WorldFlux separates two objects:
  • A Protocol Plan is pre-score. It freezes the robot/policy profile, candidate probe registry digest, selected probes, selected tasks, axes, episode indexes, seeds, denominator policy, and missing-evidence questions.
  • An Eval Packet exists only after normalized AuditInput evidence is attached and checked against the frozen plan.
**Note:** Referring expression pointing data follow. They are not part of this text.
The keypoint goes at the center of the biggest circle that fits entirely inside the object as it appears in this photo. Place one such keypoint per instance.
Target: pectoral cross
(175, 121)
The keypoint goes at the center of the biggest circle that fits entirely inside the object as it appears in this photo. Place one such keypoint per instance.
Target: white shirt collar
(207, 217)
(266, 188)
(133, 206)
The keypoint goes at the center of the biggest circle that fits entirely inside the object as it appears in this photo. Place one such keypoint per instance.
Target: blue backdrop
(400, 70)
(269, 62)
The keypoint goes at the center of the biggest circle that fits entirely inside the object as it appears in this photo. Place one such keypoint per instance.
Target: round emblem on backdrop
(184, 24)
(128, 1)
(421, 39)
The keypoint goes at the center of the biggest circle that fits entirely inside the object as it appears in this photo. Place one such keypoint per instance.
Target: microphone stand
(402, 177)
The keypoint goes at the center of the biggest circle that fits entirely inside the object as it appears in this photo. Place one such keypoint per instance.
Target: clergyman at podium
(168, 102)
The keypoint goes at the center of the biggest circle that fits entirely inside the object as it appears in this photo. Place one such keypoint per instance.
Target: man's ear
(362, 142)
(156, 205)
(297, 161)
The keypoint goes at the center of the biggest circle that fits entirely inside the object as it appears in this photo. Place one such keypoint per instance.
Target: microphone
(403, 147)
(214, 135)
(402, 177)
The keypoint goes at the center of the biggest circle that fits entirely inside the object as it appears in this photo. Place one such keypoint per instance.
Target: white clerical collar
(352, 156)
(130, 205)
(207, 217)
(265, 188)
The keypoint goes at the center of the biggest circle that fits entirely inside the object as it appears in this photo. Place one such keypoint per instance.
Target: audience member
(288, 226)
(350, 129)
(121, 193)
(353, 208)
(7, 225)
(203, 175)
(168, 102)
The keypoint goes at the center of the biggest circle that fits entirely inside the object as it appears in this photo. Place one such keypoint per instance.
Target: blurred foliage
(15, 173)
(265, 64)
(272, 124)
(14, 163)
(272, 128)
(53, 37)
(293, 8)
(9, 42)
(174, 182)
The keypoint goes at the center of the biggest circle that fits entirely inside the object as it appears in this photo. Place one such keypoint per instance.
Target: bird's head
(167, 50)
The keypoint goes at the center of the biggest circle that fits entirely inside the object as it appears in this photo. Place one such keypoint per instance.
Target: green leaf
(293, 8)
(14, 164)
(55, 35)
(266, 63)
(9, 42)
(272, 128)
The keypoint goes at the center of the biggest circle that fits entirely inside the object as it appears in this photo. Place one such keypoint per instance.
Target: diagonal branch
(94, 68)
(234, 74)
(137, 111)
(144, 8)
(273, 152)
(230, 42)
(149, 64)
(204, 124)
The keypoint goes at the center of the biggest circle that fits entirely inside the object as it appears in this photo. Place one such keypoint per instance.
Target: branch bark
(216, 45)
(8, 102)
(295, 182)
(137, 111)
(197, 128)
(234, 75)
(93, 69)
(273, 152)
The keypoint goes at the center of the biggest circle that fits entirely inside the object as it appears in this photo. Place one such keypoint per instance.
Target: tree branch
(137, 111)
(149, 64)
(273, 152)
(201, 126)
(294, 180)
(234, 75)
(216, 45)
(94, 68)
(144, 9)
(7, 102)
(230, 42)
Packet generation validates plan/evidence conformance, including matched cells, missing cells, out-of-protocol episodes, digest mismatches, and metadata mismatches.
Generated artifacts are LOCAL_PRIVATE by default. The MVP does not run benchmarks, upload data, host models, proxy credentials, or decide whether a robot can be deployed. The intended distribution is internal review/prep plus local-private private reviewer handoff only. Private reviewer briefs are not public-share-ready. They keep redaction/consent warnings, unsupported claims, missing evidence, and reviewer questions visible. Public sharing, third-party publication, or endorsement-style use requires a separate path for review, redaction, customer consent, signing, and verification.

Flow

uv run worldflux eval-profile create --profile-id customer-vla-v3-tabletop --policy-id customer_vla_v3 --use-case "fixed-camera tabletop pick-and-place demo" --embodiment-class single_arm_tabletop --robot-model franka-panda --simulator-family libero --action-space end_effector_delta_pose --action-space gripper_action --action-control-mode delta_pose --coordinate-frame end_effector --degrees-of-freedom 6 --gripper-control binary --observation-space rgb_static_camera --observation-space language_instruction --camera-topology static --camera-config-id static-front-v1 --language-input --control-frequency-hz 20 --reset-policy episode_reset --metric-contract boolean_success_per_episode --real-to-sim-calibration calibration-v1 --environment-version libero-local --adapter-version worldflux-libero-bridge --training-exposure-possible-benchmark-family libero --training-exposure-caveat "operator did not provide a full training-data manifest" --claim-intent "constrained tabletop manipulation evidence" --reviewer-next-action "review conformance, missing cells, and unsupported claims" --output profile.json
uv run worldflux eval-portfolio plan --profile profile.json --seed 1234 --seed-source operator_supplied --custom-eval-contract contract.json --output plan.json
uv run worldflux eval-portfolio render-plan --plan plan.json --output plan.md
uv run worldflux eval-portfolio render-run-sheet --plan plan.json --output run_sheet.md --run-sheet-json run_sheet.json
uv run worldflux eval-portfolio packet --plan plan.json --audit-input libero-pro=audit_libero.json --audit-input libero-plus=audit_libero_plus.json --output packet.md --packet-json packet.json
uv run worldflux eval-portfolio reviewer-brief --packet packet.json --packet-markdown-ref packet.md --output reviewer_brief.md --brief-json reviewer_brief.json
The run sheet is the handoff for external eval execution. The packet step uses already normalized AuditInput files, including outputs from worldflux audit import run-folder. Add --strict-missing-evidence to fail packet generation when missing or underpowered evidence should not remain a reviewer-visible warning.

Custom eval contracts

Use --custom-eval-contract when the selected probe is customer-owned rather than a public benchmark family. The contract is a private review input and must include:
  • a task manifest reference and digest
  • a metric schema reference
  • inclusion and exclusion rules
  • replay or audit metadata keys
  • a reviewer-owned task source
  • a customer consent marker
  • the customer use case, acceptance question, workflow claim, and task owner
WorldFlux records the declared consent marker but does not verify legal consent validity. Custom contract values are pinned into selected protocol cells and checked again when evidence is attached.

What reviewers should read

Reviewers should treat the packet as a structured acceptance discussion, not a binary pass/fail verdict. The packet shows observed score signals next to unsupported claims, training-exposure caveats, missing protocol cells, out-of-protocol evidence, infrastructure failures, and next falsification axes.